Gıda | Serbest (mcg) | Toplam (mcg) |
---|---|---|
alabalık | - | 750 |
fıstık | - | 280 |
piliç eti | - | 250 |
ıspanak | 170 | 200 |
maydanoz | - | 170 |
karaciğer | - | 140 |
brokoli | - | 111 |
lahana | - | 100 |
böbrek | 60 | 80 |
esmer ekmek | 15 | 50 |
beyaz ekmek | 8 | 30 |
portakal | 13 | 24 |
marul | 20 | 20 |
muz | 10 | 20 |
yumurta | 10 | 20 |
sığır eti | 4 | 7 |
elma / üzüm | 3 | 6 |
koyun / tavuk eti | 3 | 6 |
pişmiş yumurta | 2 | 5 |
Bu vitamin, ince bağırsak epitelinde bulunan bir karbonksipeptidaz enziminin yardımıyla, besinlerde bulunan poliglutamil şeklindeki folatlar parçalanarak serbest folat şeklinde ince bağırsakların üst kısımlarından emilir. Bu arada bazı değişikliğe uğrayarak kanda metil tetrahidrofolat şeklinde bulunur. Karaciğerde de bu şekilde depo edilir. Bu depo 5 mg kadardır. Bağırsakta da ayrıca bir miktar üretilir. Bir karbon atomlu köklerin, moleküller arasındaki geçişlerinde önemli rol oynar. Bazı amino asitlerden aldığı köklerin pürin ve pirimidin sentezinde kullanılır. DNA'nın sentezinde vazife alır. Bu vazifeyi yapabilmesi için bu vitaminin 5,10- metiltetrahidrofolat halinde olması gerekir. Bu geçiş ise B12 yokluğunda mümkün olmaz. Buna göre megaloblastik kansızlığa, B12'nin, dolaylı olarak tesiri vardır.

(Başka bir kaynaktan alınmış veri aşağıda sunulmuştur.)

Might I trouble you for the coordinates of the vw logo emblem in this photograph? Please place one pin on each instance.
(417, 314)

Folik asit, megaloblastik kansızlığın tedavisinde günde 5–10 mg vererek kullanılır. Tedaviye demir de katmak gereklidir. Çocuklara koruyucu olarak 0,5 mg bu vitaminden verenler vardır. Keçi sütü bu vitamin bakımından fakirdir. Bu sütle beslenen çocuklara bu vitamin de ilave edilmelidir. Sara hastalarına bu vitaminin B12 ile birlikte gerektiği zaman verilmesi uygun olur.
Bu vitaminden günlük olarak serbest folat üzerinden 200, toplam folat üzerinden ise 300 mikrograma ihtiyaç vardır. Günde 100 mikrogram olanlarda bile eksiklik görülmemektedir. Gebelikte ihtiyaç % 50 kadar artar. Bu vitamin nebati ve hayvani gıdaların birçoğunda bulunur.